Midnight Show, the debut feature from young Indonesian director Ginanti Rona Tembang Asri, situates its slasher narrative in a struggling Indonesian cinema in 1998, the year of the country’s financial crisis. This, a more gruesome version than that passed by the censors in Indonesia, skilfully uses the cinema’s empty corridors and darkened auditorium as the setting for a bloody cat and mouse game; as you’d expect from any self-respecting post-Scream slasher, the plot is self-reflexively entwined with the concept of horror as a form.
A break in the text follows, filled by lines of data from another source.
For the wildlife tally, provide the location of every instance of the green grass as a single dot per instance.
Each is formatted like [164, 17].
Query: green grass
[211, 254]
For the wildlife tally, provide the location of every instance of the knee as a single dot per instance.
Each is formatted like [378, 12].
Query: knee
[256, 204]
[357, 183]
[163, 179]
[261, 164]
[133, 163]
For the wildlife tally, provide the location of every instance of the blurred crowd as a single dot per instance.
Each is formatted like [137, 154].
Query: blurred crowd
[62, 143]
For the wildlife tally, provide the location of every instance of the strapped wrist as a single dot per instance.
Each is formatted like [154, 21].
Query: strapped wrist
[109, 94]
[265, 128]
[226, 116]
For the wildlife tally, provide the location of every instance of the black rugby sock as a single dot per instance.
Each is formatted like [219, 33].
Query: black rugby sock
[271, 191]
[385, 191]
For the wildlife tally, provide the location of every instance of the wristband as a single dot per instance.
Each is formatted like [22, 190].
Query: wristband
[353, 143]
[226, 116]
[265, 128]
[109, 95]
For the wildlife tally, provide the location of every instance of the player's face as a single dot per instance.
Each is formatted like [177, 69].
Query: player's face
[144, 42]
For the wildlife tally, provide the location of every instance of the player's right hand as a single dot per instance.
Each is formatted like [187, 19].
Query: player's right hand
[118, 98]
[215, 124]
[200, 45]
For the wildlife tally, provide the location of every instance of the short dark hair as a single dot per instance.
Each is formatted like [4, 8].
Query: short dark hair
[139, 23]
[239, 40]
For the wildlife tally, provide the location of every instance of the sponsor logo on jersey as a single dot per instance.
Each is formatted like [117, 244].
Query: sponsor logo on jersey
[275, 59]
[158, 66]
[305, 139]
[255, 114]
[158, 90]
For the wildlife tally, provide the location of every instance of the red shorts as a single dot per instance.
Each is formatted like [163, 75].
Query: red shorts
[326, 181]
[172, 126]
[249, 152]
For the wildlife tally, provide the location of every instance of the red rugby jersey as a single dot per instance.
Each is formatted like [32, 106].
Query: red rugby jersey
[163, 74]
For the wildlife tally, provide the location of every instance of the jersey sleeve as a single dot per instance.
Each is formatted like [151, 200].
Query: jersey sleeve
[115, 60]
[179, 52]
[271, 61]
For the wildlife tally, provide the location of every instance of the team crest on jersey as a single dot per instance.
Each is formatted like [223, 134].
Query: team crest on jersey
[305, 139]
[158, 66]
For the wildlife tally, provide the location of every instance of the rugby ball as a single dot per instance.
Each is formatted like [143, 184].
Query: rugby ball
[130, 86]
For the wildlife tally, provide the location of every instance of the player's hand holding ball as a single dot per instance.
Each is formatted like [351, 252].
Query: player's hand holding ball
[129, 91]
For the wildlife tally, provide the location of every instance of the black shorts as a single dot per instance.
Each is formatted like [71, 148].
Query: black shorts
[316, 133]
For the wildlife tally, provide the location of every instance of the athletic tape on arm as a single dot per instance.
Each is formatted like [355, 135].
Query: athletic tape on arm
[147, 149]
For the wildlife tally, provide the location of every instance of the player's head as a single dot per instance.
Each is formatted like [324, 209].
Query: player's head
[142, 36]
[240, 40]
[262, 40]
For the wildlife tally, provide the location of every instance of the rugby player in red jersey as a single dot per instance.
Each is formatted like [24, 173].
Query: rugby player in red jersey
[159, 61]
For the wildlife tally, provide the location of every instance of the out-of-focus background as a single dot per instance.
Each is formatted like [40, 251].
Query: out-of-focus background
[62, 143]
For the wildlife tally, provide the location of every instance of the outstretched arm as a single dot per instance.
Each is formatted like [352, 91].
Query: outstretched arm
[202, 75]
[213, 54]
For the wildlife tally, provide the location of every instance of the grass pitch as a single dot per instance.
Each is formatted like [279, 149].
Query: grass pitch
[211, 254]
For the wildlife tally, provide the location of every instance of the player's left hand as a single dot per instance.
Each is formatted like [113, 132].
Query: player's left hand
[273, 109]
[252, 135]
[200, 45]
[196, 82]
SWMF closed with another strong debut, Megan Riakos’ Crushed (2015, Australia), a finely paced family intrigue set in Mudgee vineyards that makes intelligent and very atmospheric use of its location, which is not just scenic backdrop but integral to the plot.

Community & The Attic Lab

Riakos and Asri were participants, along with US filmmaker Shoshana Rosenbaum (whose impressive short The Goblin Baby was part of this year’s program), Rebecca Thomson (TAS), Donna McRae (VIC), Isabel Peppard (VIC), Carrie McLean (TAS), Katrina Irawati Graham (QLD) and Natalie James (VIC) in a new SWMF initiative, The Attic Lab, “an intensive mentoring program for women genre filmmakers” (press release) involving the development of pitches that were presented to invited members of the film industry and festival-goers.

The Attic Lab is representative of one of SWMF’s best aspects: the festival’s public spiritedness and supportive community atmosphere, evident not only in this opportunity afforded to women for the development of new projects, but also in the hard work of the festival team and the generosity of its volunteers. Stranger With My Face seems set to continue to expand into the future: may the closely-knit community it has created flourish alongside it.


Stranger With My Face International Film Festival 2016, Salamanca Arts Centre, Hobart, 14-17 April

RealTime issue #132 April-May 2016 pg.